Though the movie is ultimately about motion rather than scenic admiration, longer takes could have helped establish the film’s time and place, grounding the story events in a tangible setting. On the topic of action, consider also how “Looper’s” potentially high concept sensibilities give way to numbing gunplay across multiple scenes, yet another convention among today’s blockbuster cinema. Though to be expected, these scenes tend to become tedious and thus detract from the overall experience of the movie.
Much attention has been directed at Gordon-Levitt’s semblance to a younger Bruce Willis in “Looper,” and for good reason. On the one hand, the startling likeness speaks volumes of both Gordon-Levitt’s performance and his makeup job. Initially bearing virtually no resemblance to the older action star, Gordon-Levitt uncannily adopts Willis’ iconic mannerisms, from husky growl to clenched muscles around the mouth. Makeup completes the illusion, most noticeably with a pair of steely gray contacts inserted over Gordon-Levitt’s brown eyes. On the other hand, the two actors look nothing like each other. It’s obvious that the studio really wanted one of today’s hottest young actors in the movie and thus bypassed basic logic to bring him on board.

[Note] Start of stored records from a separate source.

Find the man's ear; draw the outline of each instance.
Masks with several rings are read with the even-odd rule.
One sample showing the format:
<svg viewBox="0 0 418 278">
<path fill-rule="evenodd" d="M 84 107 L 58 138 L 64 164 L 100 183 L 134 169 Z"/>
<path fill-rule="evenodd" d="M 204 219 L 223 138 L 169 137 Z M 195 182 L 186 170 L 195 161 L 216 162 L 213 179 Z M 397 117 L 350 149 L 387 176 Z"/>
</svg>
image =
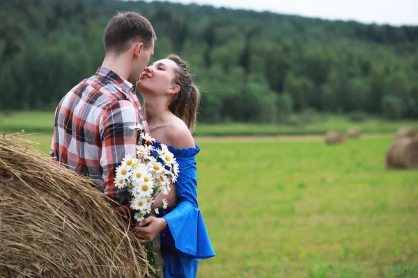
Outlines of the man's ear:
<svg viewBox="0 0 418 278">
<path fill-rule="evenodd" d="M 178 94 L 180 92 L 180 86 L 177 84 L 173 85 L 168 90 L 170 94 Z"/>
<path fill-rule="evenodd" d="M 139 59 L 141 51 L 144 50 L 144 44 L 142 42 L 137 42 L 134 44 L 134 57 L 135 59 Z"/>
</svg>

When dealing with time travel, however, logic can sometimes transcend the basic; the low-budget sci-fi stunner “Primer” is a case in point. Considering all the paradoxes and cosmic enigmas associated with the concept of time traveling, “Looper” is actually fairly rudimentary in comparison with that film or even last year’s “Source Code,” which also targeted a mainstream audience.
For one thing, we are never told how, why or by whom time travel will be developed, only that it will exist sometime in the future. That aside, the movie’s depiction of time travel is still largely linear and rather simplistic; from the start, Joe’s voice-over narration lays things out definitely and clearly for us, eliminating much of the fascination that comes with uncertainty. Indeed, time travel recedes farther and farther into the backdrop as the movie progresses, becoming up until the end little more than a stage on which the other parts of the film can unfold.
With two episodes of AMC’s “Breaking Bad” and two feature length films under his belt, Johnson has been on a steady rise. Looper, though not quite fulfilling its potential, marks Johnson as a formidable director and reasserts Gordon-Levitt as one of the most versatile and appealing actors working today.
The film itself is a worthy addition to the repertoire of time travel movies, boasting both craft and charisma if not all the complexity possible with the subgenre.
Jeng is a member of the class of 2016.